Philip Wight

Personal information
- Full name: Philip Wight
- Born: 12 December 1965 (age 60) Cayman Islands
- Role: Batsman

Career statistics
| Competition | List A |
| Matches | 1 |
| Runs scored | 0 |
| Batting average | 0.00 |
| 100s/50s | 0/0 |
| Top score | 0 |
| Balls bowled | 12 |
| Wickets | 0 |
| Bowling average | – |
| 5 wickets in innings | – |
| 10 wickets in match | – |
| Best bowling | – |
| Catches/stumpings | 0/– |
- Source: CricketArchive, 25 September 2007

= Philip Wight =

Cayman Islands cricketer (born 1965)

Philip Wight (born 12 December 1965) is a cricketer. The great-nephew of West Indian Test cricketer Vibart Wight, he has played for the Cayman Islands national cricket team since 2000.

==Career==

Philip Wight made his debut for the Cayman Islands in the 2000 Americas Championship at the Maple Leaf Cricket Club in King City, Ontario, playing against the USA. His brothers Christopher, David and Michael also made their debuts in the same match. Later in the year, he played his only List A match against Guyana in the Red Stripe Bowl.
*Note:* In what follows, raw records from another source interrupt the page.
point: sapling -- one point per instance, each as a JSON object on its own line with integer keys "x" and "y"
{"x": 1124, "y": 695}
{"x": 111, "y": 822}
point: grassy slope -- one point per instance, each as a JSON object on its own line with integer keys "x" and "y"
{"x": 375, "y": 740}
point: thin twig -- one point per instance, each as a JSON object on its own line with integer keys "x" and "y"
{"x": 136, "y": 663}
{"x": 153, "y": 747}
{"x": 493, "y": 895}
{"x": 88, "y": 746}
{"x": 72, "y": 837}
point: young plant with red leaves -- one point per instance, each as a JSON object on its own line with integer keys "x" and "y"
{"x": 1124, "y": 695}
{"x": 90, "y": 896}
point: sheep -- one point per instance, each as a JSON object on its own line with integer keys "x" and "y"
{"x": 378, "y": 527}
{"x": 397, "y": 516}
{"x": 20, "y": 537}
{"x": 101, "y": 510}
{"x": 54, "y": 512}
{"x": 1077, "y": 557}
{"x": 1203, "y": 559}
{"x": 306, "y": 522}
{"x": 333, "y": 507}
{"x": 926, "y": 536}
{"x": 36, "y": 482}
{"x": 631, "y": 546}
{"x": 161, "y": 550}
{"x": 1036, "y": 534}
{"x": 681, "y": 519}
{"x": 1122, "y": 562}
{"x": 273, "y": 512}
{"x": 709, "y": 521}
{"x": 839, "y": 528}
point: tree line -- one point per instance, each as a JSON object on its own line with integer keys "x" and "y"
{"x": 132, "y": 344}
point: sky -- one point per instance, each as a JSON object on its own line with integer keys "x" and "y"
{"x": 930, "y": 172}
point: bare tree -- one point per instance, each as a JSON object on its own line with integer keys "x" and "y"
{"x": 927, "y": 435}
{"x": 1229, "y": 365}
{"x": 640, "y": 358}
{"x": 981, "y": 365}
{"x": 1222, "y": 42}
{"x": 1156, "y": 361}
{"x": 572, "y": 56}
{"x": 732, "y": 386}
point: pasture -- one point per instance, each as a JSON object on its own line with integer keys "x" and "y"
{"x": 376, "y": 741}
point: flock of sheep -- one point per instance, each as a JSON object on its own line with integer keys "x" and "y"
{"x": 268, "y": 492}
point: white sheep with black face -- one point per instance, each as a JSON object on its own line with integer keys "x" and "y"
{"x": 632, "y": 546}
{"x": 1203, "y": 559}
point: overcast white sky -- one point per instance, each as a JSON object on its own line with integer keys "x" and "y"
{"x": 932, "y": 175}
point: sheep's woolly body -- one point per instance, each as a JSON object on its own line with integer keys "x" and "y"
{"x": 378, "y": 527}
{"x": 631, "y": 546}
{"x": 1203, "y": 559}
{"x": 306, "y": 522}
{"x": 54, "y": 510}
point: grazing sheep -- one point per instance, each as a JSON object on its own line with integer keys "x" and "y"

He played in the following two Americas Championship tournaments; the 2002 event in Buenos Aires and the 2004 event in Bermuda. In February 2005, he played in the repêchage tournament for the 2005 ICC Trophy in Kuala Lumpur.

He most recently played for the Cayman Islands in August 2006 against Canada and Argentina in the Americas Championship in King City.